中川先生をはじめ他の監修の先生方と進めたので、皆の共通認識として申し上げると「プログラミングの知識がまったくなくてもわかる」ということを重視しました。初めてプログラミングに触れる子どもにも、そして初めてプログラミングを教える教員にも伝わりやすいという点です。
一般的には初心者向けとされている「Scratch」でも、やはりプログラミング経験のない人には難しいんですよね。ブロックを組み合わせるという仕組みは直感的に操作しやすいのですが、そのブロックの名称が難しい。まったく知識のない人が「スプライト」「コスチューム」「コード」と言われても、その意味を理解するだけで大変です。ですから、LINE entryではスプライト、コスチュームを「イラスト」、コードを「ブロック」、ステージを「シーン」と、名称を日常用語に近い言葉に言い換えることにしました。全国の小学校教員が授業の中でプログラミングを活用するということを考えると、専門用語でつまずいてしまっては先に進めず、授業そのものの目的を見失ってしまいますので。
他にも通常の「Scratch」ではネコの鳴き声が効果音として頻繁に流れますが、授業で数十人の児童生徒が一堂に会して取り組むことを想定し、個人の作業や授業の進行に差し障りのないような音量・タイミングで効果音を設定するようにお願いしました。
--授業に馴染みやすいように工夫されたのですね。学校現場でのプログラミング教育の課題について、先生のお考えをお聞かせください。
小学校でプログラミング教育を必修化する案が出てきたころ、当然ながら現場のほとんどの教員にはプログラミングの経験がなく、専門家やIT企業の方が来て授業をしてくださることが多くありました。皆さん良かれと思って、プログラミングでゲームをつくったり、クルマを動かしたりして、一生懸命「プログラミングは楽しい」ということを伝えてくださるんです。
ところが実際のところ、プログラミング教育に充てられる時間は、非常に少ない。たとえば小学校学習指導要領に示されている「小学5年生の算数:正多角形の作図」の時間では、せいぜい2時間くらいです。しかも、学習指導要領で示されているプログラミング教育の狙いは「教科で学んだことをより定着させる」ことなので、教科の学習内容にうまく接続でき、授業の中に取り込みやすく設計されている必要があります。

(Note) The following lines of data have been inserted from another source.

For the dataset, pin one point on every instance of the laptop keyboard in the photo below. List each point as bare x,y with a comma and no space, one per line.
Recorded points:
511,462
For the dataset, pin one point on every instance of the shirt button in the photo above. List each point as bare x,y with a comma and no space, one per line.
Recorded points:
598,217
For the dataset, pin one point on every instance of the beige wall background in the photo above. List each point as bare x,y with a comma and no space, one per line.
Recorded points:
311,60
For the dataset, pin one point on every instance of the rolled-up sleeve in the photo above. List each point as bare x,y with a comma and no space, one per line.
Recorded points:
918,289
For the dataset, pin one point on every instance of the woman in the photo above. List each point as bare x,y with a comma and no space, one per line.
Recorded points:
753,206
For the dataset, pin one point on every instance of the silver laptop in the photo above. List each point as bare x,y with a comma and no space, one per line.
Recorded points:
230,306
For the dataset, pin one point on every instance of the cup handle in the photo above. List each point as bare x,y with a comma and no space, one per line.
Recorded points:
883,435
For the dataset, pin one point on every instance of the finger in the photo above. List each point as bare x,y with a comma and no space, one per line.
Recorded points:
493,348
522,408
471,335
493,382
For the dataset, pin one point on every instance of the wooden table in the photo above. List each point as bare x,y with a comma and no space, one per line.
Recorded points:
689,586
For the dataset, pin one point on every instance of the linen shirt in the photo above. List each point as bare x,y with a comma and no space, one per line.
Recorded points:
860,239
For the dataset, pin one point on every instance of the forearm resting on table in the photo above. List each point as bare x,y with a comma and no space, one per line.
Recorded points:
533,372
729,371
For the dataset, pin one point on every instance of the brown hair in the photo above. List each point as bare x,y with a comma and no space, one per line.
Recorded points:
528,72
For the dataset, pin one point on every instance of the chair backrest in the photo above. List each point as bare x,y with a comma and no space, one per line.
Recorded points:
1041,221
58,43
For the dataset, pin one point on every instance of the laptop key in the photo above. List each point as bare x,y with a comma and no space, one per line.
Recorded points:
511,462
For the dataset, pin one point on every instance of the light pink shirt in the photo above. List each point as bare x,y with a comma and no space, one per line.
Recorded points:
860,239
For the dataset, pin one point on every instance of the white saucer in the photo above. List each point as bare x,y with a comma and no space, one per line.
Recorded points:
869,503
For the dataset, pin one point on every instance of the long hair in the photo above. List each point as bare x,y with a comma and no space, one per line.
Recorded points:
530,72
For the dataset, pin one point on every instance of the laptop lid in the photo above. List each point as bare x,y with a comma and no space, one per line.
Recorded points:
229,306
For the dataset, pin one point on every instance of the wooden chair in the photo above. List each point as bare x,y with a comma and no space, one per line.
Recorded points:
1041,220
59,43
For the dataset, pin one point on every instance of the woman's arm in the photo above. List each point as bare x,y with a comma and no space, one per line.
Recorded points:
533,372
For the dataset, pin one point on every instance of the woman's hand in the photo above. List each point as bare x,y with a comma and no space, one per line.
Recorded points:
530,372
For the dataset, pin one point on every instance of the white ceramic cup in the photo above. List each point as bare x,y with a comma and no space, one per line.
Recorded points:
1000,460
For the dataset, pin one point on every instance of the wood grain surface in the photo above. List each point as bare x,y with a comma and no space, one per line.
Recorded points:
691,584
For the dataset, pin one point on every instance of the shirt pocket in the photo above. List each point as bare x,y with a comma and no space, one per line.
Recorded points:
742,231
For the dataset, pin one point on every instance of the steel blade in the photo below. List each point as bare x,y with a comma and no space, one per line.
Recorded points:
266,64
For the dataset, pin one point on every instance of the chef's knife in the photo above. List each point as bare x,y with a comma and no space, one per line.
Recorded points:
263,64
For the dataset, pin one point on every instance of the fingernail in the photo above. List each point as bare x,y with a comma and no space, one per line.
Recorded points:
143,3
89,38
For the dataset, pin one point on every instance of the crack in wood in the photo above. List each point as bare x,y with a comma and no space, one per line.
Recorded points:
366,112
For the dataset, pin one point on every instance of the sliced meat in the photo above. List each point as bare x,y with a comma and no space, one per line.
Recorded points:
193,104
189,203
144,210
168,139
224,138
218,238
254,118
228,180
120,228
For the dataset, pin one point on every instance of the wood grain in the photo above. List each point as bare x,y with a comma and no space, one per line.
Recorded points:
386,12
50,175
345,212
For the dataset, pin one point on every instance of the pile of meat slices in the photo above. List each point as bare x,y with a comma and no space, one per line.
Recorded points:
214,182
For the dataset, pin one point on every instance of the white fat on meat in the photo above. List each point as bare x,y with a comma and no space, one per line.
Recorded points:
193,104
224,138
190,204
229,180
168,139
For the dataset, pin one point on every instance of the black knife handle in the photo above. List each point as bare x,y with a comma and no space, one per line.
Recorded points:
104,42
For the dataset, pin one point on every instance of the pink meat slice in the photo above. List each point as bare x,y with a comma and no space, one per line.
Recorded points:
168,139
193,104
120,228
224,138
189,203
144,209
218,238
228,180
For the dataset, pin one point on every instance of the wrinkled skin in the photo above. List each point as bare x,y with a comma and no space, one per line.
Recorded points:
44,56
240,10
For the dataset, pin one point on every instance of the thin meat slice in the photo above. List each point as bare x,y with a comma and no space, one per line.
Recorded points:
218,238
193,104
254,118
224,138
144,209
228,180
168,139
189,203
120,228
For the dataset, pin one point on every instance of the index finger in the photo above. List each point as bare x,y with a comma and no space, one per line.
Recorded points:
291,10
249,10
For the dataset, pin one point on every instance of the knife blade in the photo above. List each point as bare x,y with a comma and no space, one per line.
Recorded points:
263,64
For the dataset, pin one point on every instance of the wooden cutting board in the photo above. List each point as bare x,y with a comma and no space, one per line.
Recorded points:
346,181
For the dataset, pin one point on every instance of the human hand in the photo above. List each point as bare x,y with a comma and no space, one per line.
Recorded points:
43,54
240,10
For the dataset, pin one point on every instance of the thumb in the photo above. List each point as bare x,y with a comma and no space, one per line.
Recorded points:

プログラミング教育は、教科の狙いとプログラミング的思考の双方からアプローチし、双方が重なる部分に落とし込むことが必要だと考えています。それにもかかわらず、「楽しいイベント的な体験」に終始してしまうことは、非常にもったいなく、本来の学校現場では望まれていないもののように感じられるのです。
--LINE entryは、どういった学びを目指していますか。
学習指導要領に書かれていることと同じ、
●プログラミング的思考を育む
●プログラミングの良さに気付き、良い社会に貢献しようとする態度を育てる
●各教科での学びを確実なものにする
この3つを基本にしています。
教科の授業は通常どおり行い、プログラミングは「学びを確実なものにする」ために、まとめの単元で活用されることが多いです。たとえば小学5年生の正多角形の作図であれば、まず自分の手で書いてみて、次にプログラミングを用いて作図してみます。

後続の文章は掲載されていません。